TREC Blog Track 2009
As discussed in the Blog track workshop in TREC 2008, the Blog track 2009 will make use of the new Blogs08 test collection, a larger and more up-to-date sample of the blogosphere, which has a much longer time-span period than that of the Blogs06 collection.
The Blog track 2009 aims to investigate more refined and complex search scenarios in the blogosphere. In particular, following discussions at the Blog track workshop at TREC 2008, we propose to run the following tasks:
Faceted blog distillation: a more refined version of the blog distillation task that addresses the quality aspect of the retrieved blogs.
Top stories identification: A task that addresses news-related issues on the blogosphere.
A draft version of the final TREC 2009 Blog track overview is available online http://www.dcs.gla.ac.uk/~craigm/publications/blogOverview2009.pdf.
Faceted Blog Distillation Task
Blog search users often wish to identify blogs about a given topic, which they can subscribe to and read on a regular basis.
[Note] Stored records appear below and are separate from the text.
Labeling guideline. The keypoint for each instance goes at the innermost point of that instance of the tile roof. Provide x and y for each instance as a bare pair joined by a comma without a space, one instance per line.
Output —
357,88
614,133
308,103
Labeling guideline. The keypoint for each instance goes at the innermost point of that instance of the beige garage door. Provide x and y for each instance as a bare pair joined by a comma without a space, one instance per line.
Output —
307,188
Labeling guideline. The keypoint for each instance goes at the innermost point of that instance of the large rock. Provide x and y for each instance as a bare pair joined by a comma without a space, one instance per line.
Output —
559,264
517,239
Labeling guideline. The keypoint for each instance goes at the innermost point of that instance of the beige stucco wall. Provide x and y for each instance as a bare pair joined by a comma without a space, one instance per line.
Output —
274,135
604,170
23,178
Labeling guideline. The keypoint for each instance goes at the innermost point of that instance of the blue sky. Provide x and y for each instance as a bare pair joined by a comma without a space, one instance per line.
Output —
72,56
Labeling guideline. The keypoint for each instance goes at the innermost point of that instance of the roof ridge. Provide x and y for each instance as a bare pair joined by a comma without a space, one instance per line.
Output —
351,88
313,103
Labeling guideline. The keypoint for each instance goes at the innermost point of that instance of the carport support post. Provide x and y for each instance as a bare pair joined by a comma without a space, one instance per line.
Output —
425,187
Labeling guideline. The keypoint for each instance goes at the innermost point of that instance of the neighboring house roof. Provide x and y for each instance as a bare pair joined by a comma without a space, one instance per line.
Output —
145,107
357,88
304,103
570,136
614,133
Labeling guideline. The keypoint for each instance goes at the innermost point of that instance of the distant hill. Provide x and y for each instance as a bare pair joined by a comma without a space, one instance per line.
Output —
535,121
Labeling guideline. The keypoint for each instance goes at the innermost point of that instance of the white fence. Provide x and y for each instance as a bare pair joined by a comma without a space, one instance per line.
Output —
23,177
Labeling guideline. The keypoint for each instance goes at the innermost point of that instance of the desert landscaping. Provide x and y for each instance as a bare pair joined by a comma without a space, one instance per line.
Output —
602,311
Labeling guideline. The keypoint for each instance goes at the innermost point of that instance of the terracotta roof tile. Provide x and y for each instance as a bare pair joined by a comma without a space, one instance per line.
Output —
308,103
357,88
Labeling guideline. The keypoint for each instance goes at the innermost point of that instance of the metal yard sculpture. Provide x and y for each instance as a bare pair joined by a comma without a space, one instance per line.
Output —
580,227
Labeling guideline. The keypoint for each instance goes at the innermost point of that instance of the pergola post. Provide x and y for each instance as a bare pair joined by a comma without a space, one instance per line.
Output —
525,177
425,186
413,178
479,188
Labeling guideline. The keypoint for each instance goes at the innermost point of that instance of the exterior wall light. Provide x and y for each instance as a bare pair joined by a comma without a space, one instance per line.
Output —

This user task is most often manifested in two scenarios:
Filtering: The user subscribes to a repeating search in their RSS reader.
Distillation: The user searches for blogs with a recurring central interest, and then adds these to their RSS reader.
In the TREC Blog track, we have been investigating the latter scenario – blog distillation. The blog distillation task can be summarised as Find me a blog with a principle, recurring interest in X. For a given area X, systems should suggest feeds that are principally devoted to X over the timespan of the feed, and would be recommended to subscribe to as an interesting feed about the X (ie a user may be interested in adding it to their RSS reader).
In its TREC 2007 and TREC 2008 form, the blog distillation task only focuses on topical relevance. It does not address the quality aspect of the retrieved blogs. Following a position paper by Marti Hearst et al. in SSM 2008, we propose a refinement of the blog distillation task that takes into account a number of attributes or facets such as the authority of the blog, its opinionated nature, the trustworthiness of its authors, or the genre of the blog and its style of writing. The new faceted blog distillation task can be summarised as Find me a good blog with a principal, recurring interest in X. The task has the following characteristics:
It goes beyond topical-relevance
It integrates a quality aspect in the evaluation of the retrieved blogs
It mimics an exploratory search task
The facets will be allocated on a per-topic basis. Evaluation will be done as for the blog distillation task in 2008, with the caveat that blogs should be assessed on the facets active for a given topic.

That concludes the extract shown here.